IF A.M & G.M of a&b are in ratio m:n Prove
that a:b= m+✓m^2-n^2 : m-✓m²_n²
Answers
Step-by-step explanation:
Given :-
A.M and G.M of a and b are in the ratio is m:n
To find:-
Prove that a:b= m+✓(m^2-n^2) : m-✓(m^2-n^2)
Solution:-
Let a and b be any numbers then
Arithmetic Mean of a and b = (a+b)/2
A.M = (a+b)/2----------(1)
Let a and b be any numbers then
Geometric Mean of a and b = √ab
G.M = √(ab)----------(2)
The ratio of A.M and G.M of a and b =
(a+b)/2 :√ab --------(3)
According to the given problem
The ratio of A.M and G.M of a and b =m:n
=>(a+b)/2 :√ab = m:n
We know tht a:b can be written as a/b
=>[(a+b)/2]/√(ab) = m/n
=>(a+b)/2√ab = m/n
=>a+b = 2√ab ×m/n------(4)
We know that
(a-b)^2 = (a+b)^2-4ab
=>(a-b)^2 = [2√abm/n]^2-4ab
=>(a-b)^2 = 4abm^2/n^2 -4ab
=>(a-b)^2 = (4abm^2-4abn^2)/n^2
=>(a-b)^2 = [4ab(m^2-n^2)]/n^2
=>a-b = √[{4ab(m^2-n^2)}/n^2]
=>a-b = 2√[ab(m^2-n^2)]/n---------(5)
On adding (1)&(2) then
a+b+a-b=[2√ab ×m/n]+2√[ab(m^2-n^2)]/n
=>2a = [2m√ab +2√[ab(m^2-n^2)]]/n
=>2a = 2√ab [m+√(m^2-n^2)/n]
=>a = (√ab/n) [m+(√m^2-n^2)]------(6)
On Substituting the value of a in (4) then
(√ab/n) [m+(√m^2-n^2)] + b = 2m√(ab)/n
=>b= 2m√(ab)/n -[(√ab/n) [m+(√m^2-n^2)]]
=>b =[ 2m√(ab)-[√(ab)[[m+(√m^2-n^2)]]/n
b=[2m√(ab)-√(ab)m -√(ab)(√m^2-n^2)]/n
=>b=[m√(ab)-√(ab)√(m^2-n^2)]/n
=>b = √(ab)/n[m-√(m^2-n^2)]------(7)
Now from (6)&(7)
a:b=>
(√ab/n) [m+(√m^2-n^2)]:(√(ab)/n)[m-√(m^2-n^2)]

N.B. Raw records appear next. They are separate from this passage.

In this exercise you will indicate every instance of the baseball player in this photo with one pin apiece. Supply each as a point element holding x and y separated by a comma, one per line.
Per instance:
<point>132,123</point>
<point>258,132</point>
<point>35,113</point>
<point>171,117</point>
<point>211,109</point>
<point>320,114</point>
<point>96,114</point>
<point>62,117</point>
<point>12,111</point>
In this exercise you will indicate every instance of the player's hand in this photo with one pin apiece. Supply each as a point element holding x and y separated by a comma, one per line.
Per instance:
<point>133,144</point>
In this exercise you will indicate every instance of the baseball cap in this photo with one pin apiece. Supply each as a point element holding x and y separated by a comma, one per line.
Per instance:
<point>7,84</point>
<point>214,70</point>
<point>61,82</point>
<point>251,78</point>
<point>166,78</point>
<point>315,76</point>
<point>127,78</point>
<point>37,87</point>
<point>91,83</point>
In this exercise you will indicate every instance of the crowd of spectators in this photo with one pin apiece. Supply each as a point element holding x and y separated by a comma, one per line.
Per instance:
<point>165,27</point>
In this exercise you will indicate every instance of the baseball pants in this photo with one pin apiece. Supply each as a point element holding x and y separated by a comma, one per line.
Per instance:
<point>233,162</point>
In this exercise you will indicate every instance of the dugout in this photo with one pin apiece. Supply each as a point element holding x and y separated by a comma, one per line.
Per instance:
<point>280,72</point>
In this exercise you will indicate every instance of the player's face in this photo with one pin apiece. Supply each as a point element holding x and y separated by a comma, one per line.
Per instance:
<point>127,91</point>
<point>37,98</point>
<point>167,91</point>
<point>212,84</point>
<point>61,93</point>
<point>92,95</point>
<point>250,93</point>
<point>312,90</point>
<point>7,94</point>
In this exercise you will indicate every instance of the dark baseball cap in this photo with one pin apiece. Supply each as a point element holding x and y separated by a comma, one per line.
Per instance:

On cancelling (√ab/n) then
=>[m+(√m^2-n^2)] : [m-√(m^2-n^2)]
Answer:-
a:b = [m+(√m^2-n^2)] : [m-√(m^2-n^2)]
Used formula:-
- Arithmetic Mean of a and b = (a+b)/2
- Geometric Mean of a and b = √ab
- (a-b)^2 = (a+b)^2-4ab